Hockett, who now works in family law mediation, has previously declined to comment on Crawford’s allegations, stating only that she and her associate judge “both ruled on the evidence that was presented to us at the time.”
Her associate judge at the time was Eyck, the same associate judge who ordered Wednesday for Christopher to be placed with his father.
Pritchard said Crawford didn’t have the several thousands of dollars it would have required to appeal Hockett’s decision.
“There was nothing that we could afford for him to do,” Pritchard recalled. “Those are wildly expensive processes. He couldn’t afford it. He was tapped out.”
Crawford’s work colleagues have since started a GoFundMe page to help the father with legal expenses.
Bowen’s mother also started her daughter a GoFundMepage to raise money for a powerful attorney in order to “beat such outrageous allegations.” The page, however, was quickly taken down.
Since 2014, at least two different online fundraisers had been started to help Bowen, one alleging that her son had a severe case of Arteriovernous malformation and the other, that he had been diagnosed with cancer and only had six months to live.
According to a CPS emergency removal petition, medical records show that between 2009 and 2016, Christopher was seen 323 times at hospitals and pediatric centers in Dallas and Houston and underwent 13 major surgeries.
Carolyn Williams, Crawford’s aunt, said she once met Bowen at the hospital, where Christopher was to undergo a colonoscopy.
“At that time, she told us he had cancer.

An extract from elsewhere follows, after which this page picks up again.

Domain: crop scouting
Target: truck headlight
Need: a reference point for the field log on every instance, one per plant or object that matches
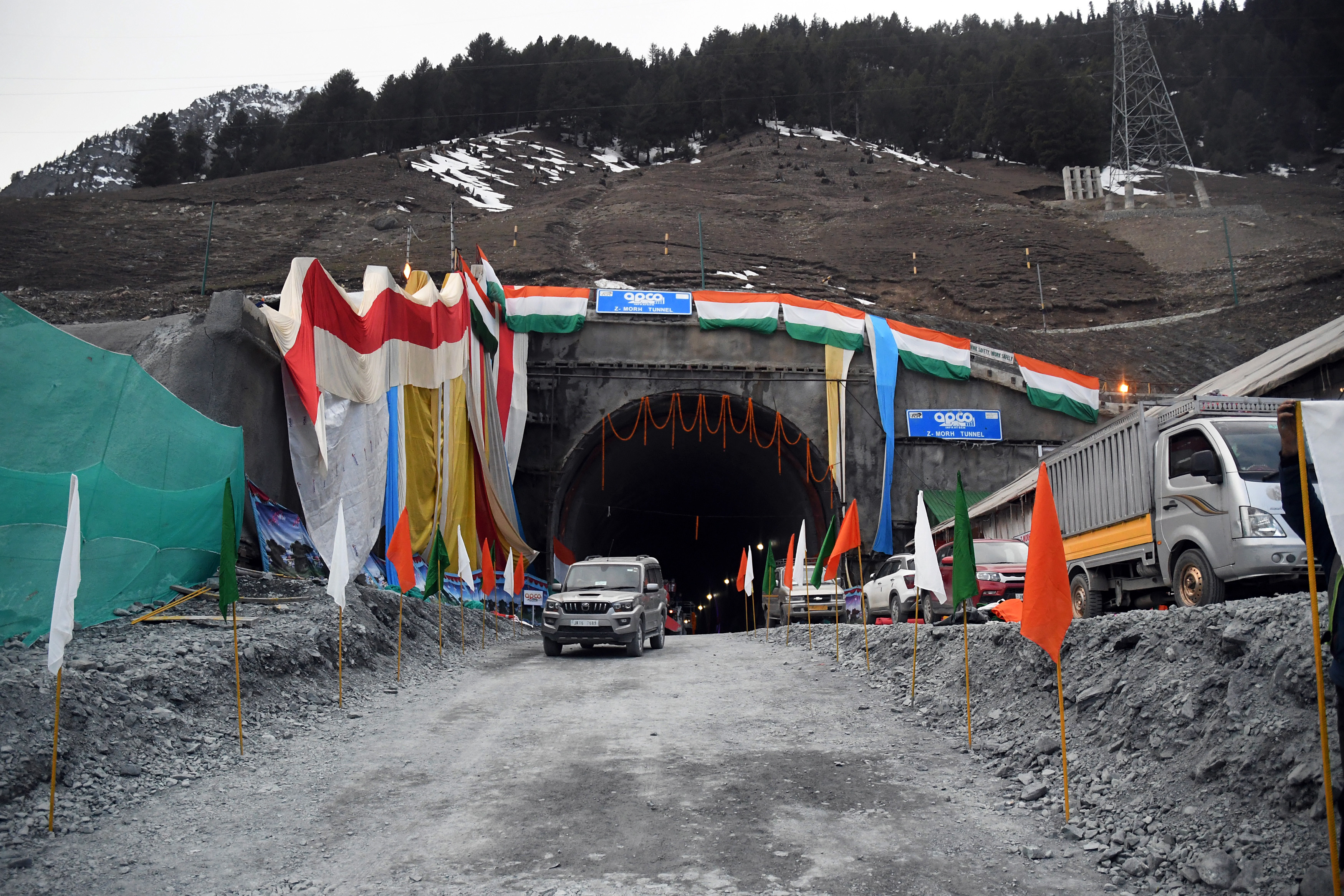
(1260, 524)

He was going to have surgery,” Williams recalled.
Williams remembers Bowen later emerging with X-rays and documents.
“I looked at them. Kaylene said this must be the cancer,” Williams. “I’m reading real fast, looking at the notes, the summary. I said no, he does not have cancer. Read down here. It says nothing was found.”
Williams said Bowen’s reaction was alarming to her. So was later seeing Bowen had had a third child - a baby that told Williams she had through artificial insemination in order to help save Christopher.

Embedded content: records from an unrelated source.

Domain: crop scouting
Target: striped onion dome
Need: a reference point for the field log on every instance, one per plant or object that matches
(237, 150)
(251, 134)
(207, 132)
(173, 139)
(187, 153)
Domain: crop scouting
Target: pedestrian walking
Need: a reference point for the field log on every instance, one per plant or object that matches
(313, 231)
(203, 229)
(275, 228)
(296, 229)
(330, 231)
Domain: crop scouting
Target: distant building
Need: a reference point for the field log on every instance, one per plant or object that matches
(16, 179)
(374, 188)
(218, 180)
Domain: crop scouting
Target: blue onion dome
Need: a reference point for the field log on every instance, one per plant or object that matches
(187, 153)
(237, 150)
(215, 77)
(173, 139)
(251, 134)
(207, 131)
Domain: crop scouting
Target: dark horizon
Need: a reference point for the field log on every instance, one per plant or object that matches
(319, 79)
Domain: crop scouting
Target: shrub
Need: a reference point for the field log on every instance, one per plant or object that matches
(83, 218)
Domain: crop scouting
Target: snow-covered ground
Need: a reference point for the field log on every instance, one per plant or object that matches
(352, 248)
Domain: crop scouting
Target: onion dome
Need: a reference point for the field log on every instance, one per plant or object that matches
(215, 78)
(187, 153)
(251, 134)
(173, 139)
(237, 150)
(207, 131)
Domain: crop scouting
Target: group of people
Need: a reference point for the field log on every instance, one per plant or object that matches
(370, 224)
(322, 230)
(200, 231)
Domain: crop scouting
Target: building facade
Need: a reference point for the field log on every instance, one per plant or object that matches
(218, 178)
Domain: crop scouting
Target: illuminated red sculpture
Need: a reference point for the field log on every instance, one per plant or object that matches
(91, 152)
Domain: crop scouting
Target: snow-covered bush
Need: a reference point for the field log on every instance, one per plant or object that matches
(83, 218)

“I told my mom, this girl very sick. I said I’m calling CPS. If something happens to this baby, I don’t want them to say you all knew something was wrong and you never reported it. When I got home, I called CPS.”
She still has the letter, dated May 11, 2013 that she would later receive from the CPS investigator assigned to looking into the case.
“We have concluded that there is no basis for our intervention and have closed this case,” reads the letter, a copy of which she shared with the Star-Telegram.
Crawford said since Christopher’s removal from his mother, his son has proved to be a healthy boy who now only takes medication for allergies.
And now he’ll have Christmas with his dad’s family.
Christopher’s great-grandmother, Flora Crawford, said the agreement was an answered prayer.
“I’ve already got him gifts,” Flora Crawford said. “...That’s all I want is him.”